George Smith

Personal information
- Date of birth: 12 July 1879
- Place of birth: Preston, England
- Date of death: 3 July 1908 (aged 28)
- Place of death: Southampton, England
- Positions: Half back; inside forward;

Youth career
- Leyland

Senior career*
- Years: Team / Apps / (Gls)
- 1899–1901: Preston North End / 28 / (1)
- 1901–1902: Aston Villa / 5 / (0)
- 1902–1903: New Brompton / 30 / (10)
- 1903–1906: Blackburn Rovers / 58 / (4)
- 1906–1907: Plymouth Argyle / 41 / (6)
- 1907–1908: Southampton / 21 / (5)

= George Smith (footballer, born 1879) =

English footballer

George Smith (12 July 1879 – 3 July 1908) was an English professional footballer who played for several clubs at the beginning of the 20th century.

==Playing career==
Smith was born in Preston and played his youth football with Leyland. In July 1899 he started his professional career playing as a half-back at Preston North End where he stayed for two seasons. At the end of his second season, Preston were relegated from the First Division.

He then spent part of the 1901–02 season at Aston Villa before moving to non-league New Brompton In 1903 he joined Blackburn Rovers where he stayed for three years, before joining Plymouth Argyle.

In the summer of 1907 he signed for Southampton of the Southern League, where he was converted into an inside forward, playing alongside Frank Jefferis, John Bainbridge and John Lewis.

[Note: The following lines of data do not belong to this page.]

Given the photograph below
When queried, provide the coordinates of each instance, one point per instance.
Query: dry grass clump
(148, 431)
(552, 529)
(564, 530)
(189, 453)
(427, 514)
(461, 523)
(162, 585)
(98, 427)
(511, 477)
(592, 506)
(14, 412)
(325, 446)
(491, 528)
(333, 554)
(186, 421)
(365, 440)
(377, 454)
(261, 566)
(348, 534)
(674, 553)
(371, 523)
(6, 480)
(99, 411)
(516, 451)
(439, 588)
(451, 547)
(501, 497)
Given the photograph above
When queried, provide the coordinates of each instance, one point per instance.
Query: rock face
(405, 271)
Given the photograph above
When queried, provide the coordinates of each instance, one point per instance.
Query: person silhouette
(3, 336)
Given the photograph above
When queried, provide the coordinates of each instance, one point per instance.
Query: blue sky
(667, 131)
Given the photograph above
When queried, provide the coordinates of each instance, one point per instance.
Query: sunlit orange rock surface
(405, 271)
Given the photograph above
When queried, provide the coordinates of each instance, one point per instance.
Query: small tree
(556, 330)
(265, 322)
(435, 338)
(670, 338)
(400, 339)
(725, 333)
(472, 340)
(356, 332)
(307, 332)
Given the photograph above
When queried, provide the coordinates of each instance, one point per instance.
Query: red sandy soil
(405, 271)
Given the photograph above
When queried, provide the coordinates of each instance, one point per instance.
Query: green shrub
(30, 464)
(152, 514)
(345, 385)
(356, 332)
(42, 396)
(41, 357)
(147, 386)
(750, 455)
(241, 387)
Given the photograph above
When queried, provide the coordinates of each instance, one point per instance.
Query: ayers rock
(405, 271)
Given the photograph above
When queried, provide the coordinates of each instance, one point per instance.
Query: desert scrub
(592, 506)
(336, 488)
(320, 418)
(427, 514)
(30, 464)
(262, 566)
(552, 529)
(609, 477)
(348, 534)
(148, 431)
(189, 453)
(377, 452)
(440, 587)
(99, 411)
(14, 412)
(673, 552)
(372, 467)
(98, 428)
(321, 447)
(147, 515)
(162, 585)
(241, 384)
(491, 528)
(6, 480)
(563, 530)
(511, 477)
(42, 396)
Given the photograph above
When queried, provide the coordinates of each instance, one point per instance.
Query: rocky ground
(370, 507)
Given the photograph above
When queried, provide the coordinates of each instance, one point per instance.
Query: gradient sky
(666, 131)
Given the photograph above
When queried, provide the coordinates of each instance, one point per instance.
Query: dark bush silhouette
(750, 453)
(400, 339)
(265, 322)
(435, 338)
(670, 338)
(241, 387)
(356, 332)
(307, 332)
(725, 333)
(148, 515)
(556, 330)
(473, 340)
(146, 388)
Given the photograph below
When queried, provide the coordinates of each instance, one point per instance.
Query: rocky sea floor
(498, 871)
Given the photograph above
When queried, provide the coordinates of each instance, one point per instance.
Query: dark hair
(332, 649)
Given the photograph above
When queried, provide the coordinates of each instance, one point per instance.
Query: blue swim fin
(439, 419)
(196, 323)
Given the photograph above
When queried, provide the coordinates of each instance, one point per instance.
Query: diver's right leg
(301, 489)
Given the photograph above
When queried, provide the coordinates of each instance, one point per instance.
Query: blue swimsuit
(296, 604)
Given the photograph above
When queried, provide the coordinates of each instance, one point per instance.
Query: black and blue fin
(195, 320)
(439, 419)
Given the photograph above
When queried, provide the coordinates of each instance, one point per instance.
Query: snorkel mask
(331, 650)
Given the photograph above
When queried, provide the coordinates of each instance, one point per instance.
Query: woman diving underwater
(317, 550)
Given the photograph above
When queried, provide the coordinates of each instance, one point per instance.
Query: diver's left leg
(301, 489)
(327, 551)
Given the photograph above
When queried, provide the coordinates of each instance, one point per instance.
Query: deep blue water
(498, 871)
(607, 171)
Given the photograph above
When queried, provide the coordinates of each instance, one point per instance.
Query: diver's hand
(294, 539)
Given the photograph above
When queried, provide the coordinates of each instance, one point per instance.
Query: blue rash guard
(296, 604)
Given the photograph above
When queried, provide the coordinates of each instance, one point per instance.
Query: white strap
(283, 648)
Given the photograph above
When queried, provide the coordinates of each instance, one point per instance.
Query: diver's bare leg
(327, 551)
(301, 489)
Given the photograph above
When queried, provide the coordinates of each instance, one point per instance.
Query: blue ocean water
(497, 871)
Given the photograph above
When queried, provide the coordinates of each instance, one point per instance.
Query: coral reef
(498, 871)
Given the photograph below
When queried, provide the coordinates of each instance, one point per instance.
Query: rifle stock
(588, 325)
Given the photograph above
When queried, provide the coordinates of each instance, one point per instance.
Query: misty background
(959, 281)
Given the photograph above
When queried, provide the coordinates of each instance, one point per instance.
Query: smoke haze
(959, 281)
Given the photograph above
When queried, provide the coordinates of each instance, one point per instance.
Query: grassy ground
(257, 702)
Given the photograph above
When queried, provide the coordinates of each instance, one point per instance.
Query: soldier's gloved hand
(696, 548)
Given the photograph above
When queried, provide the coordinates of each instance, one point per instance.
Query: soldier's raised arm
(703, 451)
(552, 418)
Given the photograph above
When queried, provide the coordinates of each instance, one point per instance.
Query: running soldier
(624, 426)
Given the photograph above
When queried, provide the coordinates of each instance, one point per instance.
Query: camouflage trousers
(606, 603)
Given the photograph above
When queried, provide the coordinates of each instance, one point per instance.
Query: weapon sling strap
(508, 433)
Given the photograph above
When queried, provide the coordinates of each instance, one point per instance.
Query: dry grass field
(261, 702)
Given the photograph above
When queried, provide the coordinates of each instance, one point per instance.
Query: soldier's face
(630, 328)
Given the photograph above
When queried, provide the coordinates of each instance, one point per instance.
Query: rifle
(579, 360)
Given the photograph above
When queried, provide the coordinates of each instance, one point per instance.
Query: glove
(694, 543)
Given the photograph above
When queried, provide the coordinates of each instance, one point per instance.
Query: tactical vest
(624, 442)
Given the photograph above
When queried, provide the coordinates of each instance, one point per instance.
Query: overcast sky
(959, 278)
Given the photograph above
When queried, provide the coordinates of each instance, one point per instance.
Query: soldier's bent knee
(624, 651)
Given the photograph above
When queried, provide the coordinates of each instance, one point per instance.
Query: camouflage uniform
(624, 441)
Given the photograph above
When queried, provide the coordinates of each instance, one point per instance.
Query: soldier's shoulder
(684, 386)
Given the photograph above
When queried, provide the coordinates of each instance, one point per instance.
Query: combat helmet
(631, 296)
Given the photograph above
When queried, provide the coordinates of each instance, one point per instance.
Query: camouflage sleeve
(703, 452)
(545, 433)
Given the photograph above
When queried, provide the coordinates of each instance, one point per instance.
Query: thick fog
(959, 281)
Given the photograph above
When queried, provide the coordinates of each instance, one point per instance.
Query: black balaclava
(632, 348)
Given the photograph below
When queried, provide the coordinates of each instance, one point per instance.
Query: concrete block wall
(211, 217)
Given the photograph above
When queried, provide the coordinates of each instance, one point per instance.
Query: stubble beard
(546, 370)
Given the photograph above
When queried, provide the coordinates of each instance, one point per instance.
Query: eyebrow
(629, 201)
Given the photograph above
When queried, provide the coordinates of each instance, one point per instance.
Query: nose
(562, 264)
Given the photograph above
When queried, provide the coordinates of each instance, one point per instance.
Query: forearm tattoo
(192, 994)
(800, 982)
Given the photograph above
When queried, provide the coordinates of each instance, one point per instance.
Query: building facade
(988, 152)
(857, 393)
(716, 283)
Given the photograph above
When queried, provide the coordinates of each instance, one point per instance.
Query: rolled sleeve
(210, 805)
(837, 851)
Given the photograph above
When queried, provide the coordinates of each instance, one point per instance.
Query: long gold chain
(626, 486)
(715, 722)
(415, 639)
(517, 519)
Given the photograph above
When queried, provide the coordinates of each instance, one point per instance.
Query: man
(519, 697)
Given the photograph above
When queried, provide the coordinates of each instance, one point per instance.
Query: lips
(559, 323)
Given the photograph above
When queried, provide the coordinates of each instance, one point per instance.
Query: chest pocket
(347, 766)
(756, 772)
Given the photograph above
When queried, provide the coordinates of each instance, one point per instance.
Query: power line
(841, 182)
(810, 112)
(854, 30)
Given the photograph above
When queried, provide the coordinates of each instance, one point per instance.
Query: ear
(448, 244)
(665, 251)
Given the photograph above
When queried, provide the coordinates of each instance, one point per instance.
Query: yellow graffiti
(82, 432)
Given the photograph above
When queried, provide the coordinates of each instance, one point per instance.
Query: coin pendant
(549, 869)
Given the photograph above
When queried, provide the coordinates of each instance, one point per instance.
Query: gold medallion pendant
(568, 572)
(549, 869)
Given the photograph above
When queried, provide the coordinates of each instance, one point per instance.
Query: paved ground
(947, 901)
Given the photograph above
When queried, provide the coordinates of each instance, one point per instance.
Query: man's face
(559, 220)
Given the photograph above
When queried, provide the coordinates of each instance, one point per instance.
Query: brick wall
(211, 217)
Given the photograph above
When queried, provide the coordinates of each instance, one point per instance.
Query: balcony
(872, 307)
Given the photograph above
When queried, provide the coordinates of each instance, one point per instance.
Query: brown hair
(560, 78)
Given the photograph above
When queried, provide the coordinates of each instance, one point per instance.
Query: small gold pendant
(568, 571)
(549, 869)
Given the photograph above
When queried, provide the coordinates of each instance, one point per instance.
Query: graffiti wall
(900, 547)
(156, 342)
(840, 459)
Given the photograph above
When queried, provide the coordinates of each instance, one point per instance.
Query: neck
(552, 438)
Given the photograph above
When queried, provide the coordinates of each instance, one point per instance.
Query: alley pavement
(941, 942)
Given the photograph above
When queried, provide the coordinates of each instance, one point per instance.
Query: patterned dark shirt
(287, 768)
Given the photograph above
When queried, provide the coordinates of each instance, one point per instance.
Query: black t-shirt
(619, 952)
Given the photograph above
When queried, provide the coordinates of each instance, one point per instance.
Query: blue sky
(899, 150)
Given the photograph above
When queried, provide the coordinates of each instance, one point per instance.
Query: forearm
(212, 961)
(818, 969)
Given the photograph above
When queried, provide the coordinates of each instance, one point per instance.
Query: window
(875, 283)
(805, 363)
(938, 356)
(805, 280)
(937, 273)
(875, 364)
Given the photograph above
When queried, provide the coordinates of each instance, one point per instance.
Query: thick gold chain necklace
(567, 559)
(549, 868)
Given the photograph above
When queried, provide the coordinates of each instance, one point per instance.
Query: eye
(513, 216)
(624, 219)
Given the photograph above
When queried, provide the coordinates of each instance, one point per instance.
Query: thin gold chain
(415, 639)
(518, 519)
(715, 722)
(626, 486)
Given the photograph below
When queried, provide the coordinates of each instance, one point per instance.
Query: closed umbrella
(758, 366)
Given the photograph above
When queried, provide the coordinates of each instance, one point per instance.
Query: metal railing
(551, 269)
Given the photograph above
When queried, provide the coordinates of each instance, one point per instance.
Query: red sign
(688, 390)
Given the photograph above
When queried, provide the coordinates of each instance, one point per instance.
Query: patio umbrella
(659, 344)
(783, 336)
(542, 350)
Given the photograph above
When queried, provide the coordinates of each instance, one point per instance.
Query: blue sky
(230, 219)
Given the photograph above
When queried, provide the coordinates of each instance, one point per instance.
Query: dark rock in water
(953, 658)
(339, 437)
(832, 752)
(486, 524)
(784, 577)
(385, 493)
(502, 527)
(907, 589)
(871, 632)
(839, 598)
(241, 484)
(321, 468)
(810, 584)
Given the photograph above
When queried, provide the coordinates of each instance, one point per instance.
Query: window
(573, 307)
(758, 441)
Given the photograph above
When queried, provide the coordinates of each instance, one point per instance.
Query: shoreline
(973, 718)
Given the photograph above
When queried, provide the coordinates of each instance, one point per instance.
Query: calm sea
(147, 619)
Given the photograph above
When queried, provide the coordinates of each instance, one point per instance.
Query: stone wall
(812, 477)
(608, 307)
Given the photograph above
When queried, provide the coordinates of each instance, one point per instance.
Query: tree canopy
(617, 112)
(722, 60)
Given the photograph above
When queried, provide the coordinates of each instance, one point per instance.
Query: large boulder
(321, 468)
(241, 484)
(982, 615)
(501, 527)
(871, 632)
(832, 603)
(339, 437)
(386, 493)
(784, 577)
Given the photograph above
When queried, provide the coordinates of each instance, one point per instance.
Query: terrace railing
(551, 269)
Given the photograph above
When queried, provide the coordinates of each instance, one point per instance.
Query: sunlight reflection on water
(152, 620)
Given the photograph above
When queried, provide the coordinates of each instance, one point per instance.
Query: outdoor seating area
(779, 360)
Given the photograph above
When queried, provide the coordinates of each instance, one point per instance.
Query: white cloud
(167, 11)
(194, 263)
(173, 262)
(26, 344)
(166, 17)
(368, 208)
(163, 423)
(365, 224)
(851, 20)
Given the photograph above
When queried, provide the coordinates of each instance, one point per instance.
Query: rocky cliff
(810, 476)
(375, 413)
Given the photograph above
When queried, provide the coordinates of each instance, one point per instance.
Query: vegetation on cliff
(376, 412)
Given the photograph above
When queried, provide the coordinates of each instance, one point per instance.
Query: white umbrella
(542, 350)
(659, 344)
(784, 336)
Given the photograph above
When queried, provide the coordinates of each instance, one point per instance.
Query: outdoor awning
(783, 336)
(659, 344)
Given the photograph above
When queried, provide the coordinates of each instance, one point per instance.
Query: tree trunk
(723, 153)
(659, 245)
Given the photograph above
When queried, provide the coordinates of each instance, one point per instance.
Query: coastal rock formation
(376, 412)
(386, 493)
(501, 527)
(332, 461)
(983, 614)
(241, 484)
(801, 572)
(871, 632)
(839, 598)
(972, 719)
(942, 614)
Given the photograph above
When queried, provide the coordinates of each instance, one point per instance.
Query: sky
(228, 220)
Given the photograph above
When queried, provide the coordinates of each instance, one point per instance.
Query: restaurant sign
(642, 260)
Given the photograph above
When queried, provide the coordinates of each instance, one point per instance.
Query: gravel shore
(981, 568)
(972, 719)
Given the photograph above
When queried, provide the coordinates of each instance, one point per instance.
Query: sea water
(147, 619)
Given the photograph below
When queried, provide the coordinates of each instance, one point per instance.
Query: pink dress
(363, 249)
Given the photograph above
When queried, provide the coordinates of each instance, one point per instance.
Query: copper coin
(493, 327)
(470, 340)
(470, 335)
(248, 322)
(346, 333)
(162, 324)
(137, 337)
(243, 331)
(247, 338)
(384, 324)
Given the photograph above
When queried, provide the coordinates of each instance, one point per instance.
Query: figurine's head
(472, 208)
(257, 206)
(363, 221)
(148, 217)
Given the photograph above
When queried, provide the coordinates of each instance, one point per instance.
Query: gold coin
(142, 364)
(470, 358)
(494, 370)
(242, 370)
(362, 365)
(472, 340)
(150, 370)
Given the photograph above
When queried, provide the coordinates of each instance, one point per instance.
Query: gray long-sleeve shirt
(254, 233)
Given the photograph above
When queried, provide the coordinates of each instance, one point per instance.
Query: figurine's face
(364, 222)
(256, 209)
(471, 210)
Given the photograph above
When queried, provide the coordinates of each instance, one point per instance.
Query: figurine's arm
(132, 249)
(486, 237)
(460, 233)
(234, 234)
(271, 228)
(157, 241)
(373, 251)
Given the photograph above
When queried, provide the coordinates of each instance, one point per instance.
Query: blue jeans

As a forward he was prone to over-elaboration but had a powerful shot. He made 21 league appearances, scoring five goals, and also played in all six FA Cup matches as Saints reached the semi-finals, losing to Wolverhampton Wanderers who went on to take the cup in the final.

Smith suddenly collapsed and died, shortly before his 29th birthday in July 1908.